Presiding judge, Justice Muhammad Idris, told the court that he received a letter from the EFCC counsel seeking for an adjournment.
In the letter, Mr Oyedepo asked the court to grant the adjournment to enable him attend to an appeal filed by Senior Advocate of Nigeria, Mr Ricky Tarfa against the commission
Counsel to Mr Dudafa, Gboyega Oyewole, did not object to the request for an adjournment. He however informed the court that he was surprised that his client was not present in court.
Upon enquiry from the prison’s officials, Mr Oyewole said he was told that Dudafa is seriously sick.
He complained about the EFCC treatment of his client.
Justice Mohammed Idris has granted the prosecutor’s application and adjourned the matter till Thursday November 10, for the continuation of the defendants’ trial.
Dudafa and one Iwejuo Joseph Nna, are standing trial before Justice Mohammed Idris on alleged 5.1 billion naira fraud.
In the first count, the defendants on or about June 11, 2013 in Lagos allegedly conspired amongst themselves to conceal the sum of 1.667 billion Naira said to be the proceeds of crime.
The Offence was said to be contrary to Section 18(a) of the Money Laundering (Prohibition) (Amendment) Act, 2012 and punishable under Section 17(a) of the same Act.

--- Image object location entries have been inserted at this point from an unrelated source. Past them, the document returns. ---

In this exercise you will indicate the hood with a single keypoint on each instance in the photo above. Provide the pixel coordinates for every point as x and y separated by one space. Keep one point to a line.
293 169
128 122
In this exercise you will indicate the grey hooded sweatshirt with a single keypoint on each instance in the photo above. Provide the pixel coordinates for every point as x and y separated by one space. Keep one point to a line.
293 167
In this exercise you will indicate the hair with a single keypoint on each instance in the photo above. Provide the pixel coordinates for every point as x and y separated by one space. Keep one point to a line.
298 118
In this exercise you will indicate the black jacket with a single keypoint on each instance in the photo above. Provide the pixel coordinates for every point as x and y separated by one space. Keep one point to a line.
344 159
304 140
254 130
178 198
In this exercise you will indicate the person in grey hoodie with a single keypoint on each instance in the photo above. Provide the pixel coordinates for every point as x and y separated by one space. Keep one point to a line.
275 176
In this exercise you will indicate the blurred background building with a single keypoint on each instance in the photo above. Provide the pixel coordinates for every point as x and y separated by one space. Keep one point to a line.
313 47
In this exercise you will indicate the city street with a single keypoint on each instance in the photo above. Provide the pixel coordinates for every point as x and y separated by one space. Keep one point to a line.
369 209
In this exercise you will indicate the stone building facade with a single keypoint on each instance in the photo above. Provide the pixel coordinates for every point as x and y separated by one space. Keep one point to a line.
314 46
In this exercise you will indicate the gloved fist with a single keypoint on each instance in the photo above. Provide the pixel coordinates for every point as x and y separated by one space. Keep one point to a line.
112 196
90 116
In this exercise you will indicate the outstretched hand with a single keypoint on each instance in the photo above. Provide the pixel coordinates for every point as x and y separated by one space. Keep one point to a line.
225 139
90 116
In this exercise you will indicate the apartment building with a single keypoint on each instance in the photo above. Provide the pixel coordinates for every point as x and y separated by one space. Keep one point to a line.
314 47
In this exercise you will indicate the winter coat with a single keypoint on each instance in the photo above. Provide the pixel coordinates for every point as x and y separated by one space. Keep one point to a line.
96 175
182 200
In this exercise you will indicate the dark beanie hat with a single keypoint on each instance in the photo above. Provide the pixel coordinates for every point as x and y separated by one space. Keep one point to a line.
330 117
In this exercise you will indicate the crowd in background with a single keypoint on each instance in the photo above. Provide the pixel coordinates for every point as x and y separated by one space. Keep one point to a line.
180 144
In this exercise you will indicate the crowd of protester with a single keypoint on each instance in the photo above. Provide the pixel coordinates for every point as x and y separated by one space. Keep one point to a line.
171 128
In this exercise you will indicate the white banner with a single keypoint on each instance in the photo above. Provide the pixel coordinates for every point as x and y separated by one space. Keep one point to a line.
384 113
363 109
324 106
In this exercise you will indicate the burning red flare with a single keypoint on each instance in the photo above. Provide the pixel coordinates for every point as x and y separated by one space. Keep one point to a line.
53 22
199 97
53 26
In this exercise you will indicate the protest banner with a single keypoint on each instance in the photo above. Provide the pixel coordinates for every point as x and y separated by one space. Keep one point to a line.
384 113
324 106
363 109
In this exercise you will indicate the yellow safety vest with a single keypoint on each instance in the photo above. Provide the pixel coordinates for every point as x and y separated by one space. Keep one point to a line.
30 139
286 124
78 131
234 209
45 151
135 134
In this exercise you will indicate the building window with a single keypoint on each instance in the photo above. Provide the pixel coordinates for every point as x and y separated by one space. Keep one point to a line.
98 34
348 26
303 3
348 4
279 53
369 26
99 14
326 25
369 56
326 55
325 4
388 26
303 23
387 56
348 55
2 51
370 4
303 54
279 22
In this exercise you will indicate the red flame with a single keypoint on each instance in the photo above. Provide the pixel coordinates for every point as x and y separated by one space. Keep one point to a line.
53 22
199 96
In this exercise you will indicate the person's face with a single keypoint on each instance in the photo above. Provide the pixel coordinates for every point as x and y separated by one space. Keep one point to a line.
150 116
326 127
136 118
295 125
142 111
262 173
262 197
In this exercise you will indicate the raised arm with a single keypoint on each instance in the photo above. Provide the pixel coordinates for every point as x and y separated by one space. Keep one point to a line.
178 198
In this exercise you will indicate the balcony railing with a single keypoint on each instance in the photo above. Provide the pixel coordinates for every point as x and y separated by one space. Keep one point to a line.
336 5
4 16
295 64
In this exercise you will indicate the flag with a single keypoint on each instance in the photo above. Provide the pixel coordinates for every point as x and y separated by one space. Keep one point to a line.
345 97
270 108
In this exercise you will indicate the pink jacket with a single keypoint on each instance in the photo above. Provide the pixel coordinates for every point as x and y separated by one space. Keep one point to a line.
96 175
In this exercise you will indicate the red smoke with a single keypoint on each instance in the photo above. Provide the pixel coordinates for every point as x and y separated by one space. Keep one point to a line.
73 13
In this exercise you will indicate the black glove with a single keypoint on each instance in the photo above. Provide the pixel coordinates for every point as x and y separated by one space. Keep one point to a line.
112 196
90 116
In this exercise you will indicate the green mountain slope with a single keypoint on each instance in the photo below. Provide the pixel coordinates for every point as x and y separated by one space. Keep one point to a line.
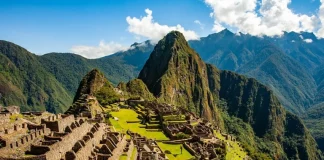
263 59
26 83
175 74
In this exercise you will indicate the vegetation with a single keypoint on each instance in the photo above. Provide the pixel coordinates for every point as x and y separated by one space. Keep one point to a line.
175 151
177 75
121 124
25 82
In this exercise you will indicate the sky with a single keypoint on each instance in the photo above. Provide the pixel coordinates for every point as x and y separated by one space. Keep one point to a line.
96 28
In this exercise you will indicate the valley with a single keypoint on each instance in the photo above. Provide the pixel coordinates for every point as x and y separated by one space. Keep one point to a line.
179 100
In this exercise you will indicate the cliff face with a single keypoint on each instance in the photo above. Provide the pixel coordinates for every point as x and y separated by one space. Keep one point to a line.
175 74
135 89
91 83
96 84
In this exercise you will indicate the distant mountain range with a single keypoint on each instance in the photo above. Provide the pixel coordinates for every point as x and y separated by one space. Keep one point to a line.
175 74
291 65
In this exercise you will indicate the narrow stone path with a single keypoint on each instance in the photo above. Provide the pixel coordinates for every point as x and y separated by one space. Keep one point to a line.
130 151
119 150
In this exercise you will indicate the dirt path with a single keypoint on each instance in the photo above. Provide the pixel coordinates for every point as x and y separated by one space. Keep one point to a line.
119 150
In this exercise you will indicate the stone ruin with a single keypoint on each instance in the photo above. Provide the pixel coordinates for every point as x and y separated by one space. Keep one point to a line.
59 137
202 143
82 107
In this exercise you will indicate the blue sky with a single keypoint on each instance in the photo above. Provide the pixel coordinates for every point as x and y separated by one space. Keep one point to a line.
43 26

In the other charges, Mr Waripamo-Owei also allegedly used six companies – Seagate Property Development and Investment Limited, Avalon Global Property Development Company Limited, Ebiwise Resources, Pluto Property and Investment Company, Rotato Interlink Services and De Jakes Fast Food and Restaurant Nigeria Limited – to conceal varying sums of money between June 2013 and April 2016.
The EFCC’s Prosecuting Counsel, Rotimi Oyedepo, had listed 21 witnesses to testify against the defendants, including Representatives of some banks.